Un poema de Rilke que parece oportuno sacar a relucir decía: “música, tú, extraña. Tú / espacio del corazón desprendido de nosotros: / tú, nuestro más íntimo espacio”. Pues eso es la música de esta Streisand canadiense.

A todos nos llega el momento, antes o después, en que la música que escuchamos empieza a hablar por nosotros, de nosotros y, todavía más importante, nos habla a nosotros. Pasarte una vida entera, o aun cinco minutos, perdido en un océano de indiferencia electrónica y griterío dionisiaco deja secuelas permanentes, como el cine español. El gusto es algo muy privado y muy público a la vez, y si es malo suele ser universal. ¡Ojalá podamos decir al final del día lo cantado en “Devil May Care”!: “When the day is through, I suffer no regrets”.

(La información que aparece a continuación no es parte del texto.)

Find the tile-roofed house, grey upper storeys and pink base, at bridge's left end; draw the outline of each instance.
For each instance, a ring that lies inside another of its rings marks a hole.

Tristes son las canciones y tristes las melodías. Será que la máxima de Plotino, “el infortunio estimula las investigaciones filosóficas”, es acertada. Nuestra Diana hace verdadera la fórmula antigua del per aspera ad astra. Es la música de nuestros corazones rotos que encuentran la acogida, el descanso, la redención. Todo es tiempo paralizado y sentimiento que resurge, nada de sentimentalismo de radio ochentera. El dolor no se hace más soportable porque lo cante una semi-adolescente medio despelotada. No, el dolor aquí es más intenso, más silencioso y profundo porque va cantando al alma. Y por eso también es más ligero, que ya lo decía Updike: “el amor aligera el alma”. Pocas cosas duelen tanto como el abandono vital de “A case of you”, acaso la mejor interpretación de los versos de Joni Mitchell.

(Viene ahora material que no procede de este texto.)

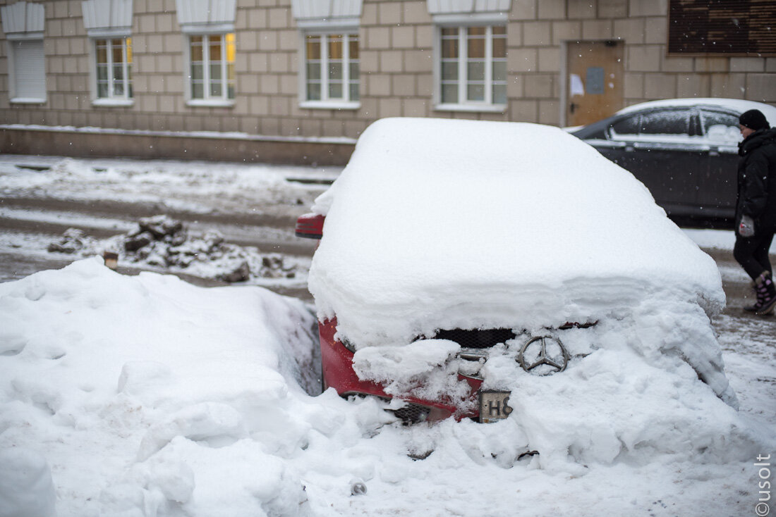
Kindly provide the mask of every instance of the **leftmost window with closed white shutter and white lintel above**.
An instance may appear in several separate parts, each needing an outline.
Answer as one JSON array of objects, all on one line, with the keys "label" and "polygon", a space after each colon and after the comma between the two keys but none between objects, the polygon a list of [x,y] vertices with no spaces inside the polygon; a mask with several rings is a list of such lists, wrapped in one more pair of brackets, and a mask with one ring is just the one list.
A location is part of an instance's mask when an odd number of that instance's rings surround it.
[{"label": "leftmost window with closed white shutter and white lintel above", "polygon": [[0,7],[9,57],[12,103],[46,102],[46,57],[43,50],[43,5],[16,2]]}]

Por si fuera poco, nuestra nativa de Nanaimo surca también los mares del juego pianístico. Escucha sus golpeteos de teclado selecto en su magistral “Live in Paris”. Rubato y técnica deslizándose por los blancos y negros esquemas chopinianos. Las nocturnas de Chopin agradecerían un intérprete del estilo clásico romántico que hiciese lo mismo que la Krall con el manido “Let’s fall in love”. Un piano que acompaña y no retrae la batuta perfecta sobre la que delimitar toda la función. El mago Bill Evans y el inconfundible Thelonious Monk seguro que sonríen mientras se toman ese jack on de rocks con su querido amigo Lizt, Mefistófeles con sotana.

¿Y cuando disfrutar de esta Diana de micrófonos y ropajes de algodón de Zara?

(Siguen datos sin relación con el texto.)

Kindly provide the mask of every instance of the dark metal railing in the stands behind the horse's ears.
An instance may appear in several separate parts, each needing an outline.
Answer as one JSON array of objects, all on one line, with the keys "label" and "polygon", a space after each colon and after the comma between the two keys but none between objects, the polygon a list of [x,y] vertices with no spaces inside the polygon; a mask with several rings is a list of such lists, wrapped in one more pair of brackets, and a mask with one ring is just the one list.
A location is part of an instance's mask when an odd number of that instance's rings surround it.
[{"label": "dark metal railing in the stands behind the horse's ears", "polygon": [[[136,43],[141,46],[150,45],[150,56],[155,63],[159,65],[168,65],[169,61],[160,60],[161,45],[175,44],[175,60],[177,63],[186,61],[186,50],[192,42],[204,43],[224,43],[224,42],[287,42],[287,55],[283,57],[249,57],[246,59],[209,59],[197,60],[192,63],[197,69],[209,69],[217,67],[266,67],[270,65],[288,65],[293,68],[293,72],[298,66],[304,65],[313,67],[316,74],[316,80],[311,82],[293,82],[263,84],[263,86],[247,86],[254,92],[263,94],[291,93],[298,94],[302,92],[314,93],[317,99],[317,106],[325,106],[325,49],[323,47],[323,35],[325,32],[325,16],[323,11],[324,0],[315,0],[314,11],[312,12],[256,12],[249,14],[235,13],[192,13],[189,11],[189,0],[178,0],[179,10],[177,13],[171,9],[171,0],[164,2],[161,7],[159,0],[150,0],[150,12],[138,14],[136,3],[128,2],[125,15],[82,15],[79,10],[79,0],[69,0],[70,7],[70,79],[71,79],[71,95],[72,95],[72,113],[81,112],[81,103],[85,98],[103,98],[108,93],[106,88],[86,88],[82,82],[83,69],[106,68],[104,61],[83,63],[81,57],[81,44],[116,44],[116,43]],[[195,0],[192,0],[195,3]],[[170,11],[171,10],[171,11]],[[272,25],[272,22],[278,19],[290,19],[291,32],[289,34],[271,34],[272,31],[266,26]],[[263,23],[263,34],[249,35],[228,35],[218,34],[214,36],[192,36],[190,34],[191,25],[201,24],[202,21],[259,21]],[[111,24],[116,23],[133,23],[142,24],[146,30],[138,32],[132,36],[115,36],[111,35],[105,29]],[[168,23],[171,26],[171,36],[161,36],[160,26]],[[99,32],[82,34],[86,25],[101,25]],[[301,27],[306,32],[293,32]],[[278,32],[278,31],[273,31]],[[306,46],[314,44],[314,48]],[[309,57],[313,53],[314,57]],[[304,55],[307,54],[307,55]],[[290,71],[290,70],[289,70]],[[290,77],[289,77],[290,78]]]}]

A mí me basta para acompañar el sueño en una tarde de marzo antes de un partido del Seis Naciones. Treinta minutos precedidos de hamburguesas y Delirium Tremens de abadía belga. Wilkinson, O’Driscoll, y los Williams galeses se ven mejor después de este proceso. También me sirve en una tarde lluviosa de noviembre, plegado entre mantas y jugueteando con los flecos; la poesía de Rimbaud apoyada en el regazo y la mirada fija en el lento caer de la lluvia que no cesa, gota a gota encharcando las aceras de la ciudad del sur.

¿Lo mejor de todo? Que esta Diana no es la única. Allí, por el mundo, hay muchas otras; esta es la que he elegido yo, o ella me ha elegido a mí, eso ya no lo sé. Por el camino de los franceses surge una diosa del sincretismo musical envuelta en melodías de terciopelo libertino. Prueben el “Our love is easy” que todo lo perturba de Melody Gardot y el homúnculo de Fausto les empezará a parecer un ser de proporciones tragicómicas. Junto a ella se incorpora al pináculo de la musas una belleza de estricta observancia estética, una personificación de la Pallas más neoclásica. Una Madeleine Peyroux que en “Half the perfect world” dibuja un Kandinsky con cerámica cretense, ahí es nada.

Además de ella muchas más, para qué engañarnos. Ruthie Henshall, Steisand, Ella Fitzgerald, Norah Jones –si a uno le van esas cosas- Lilly Allen o Sophie Milman, escojan la suya. El corazón del hombre está limitado a pocos amores verdaderos, incluso podríamos aventurarnos a decir que sólo hay uno en la vida y que todo lo demás viene por añadidura, será tal vez eso. Pero puestos a elegir, que me dejen una copia de “Live in Paris”, que lo demás ya me lo busco yo solito.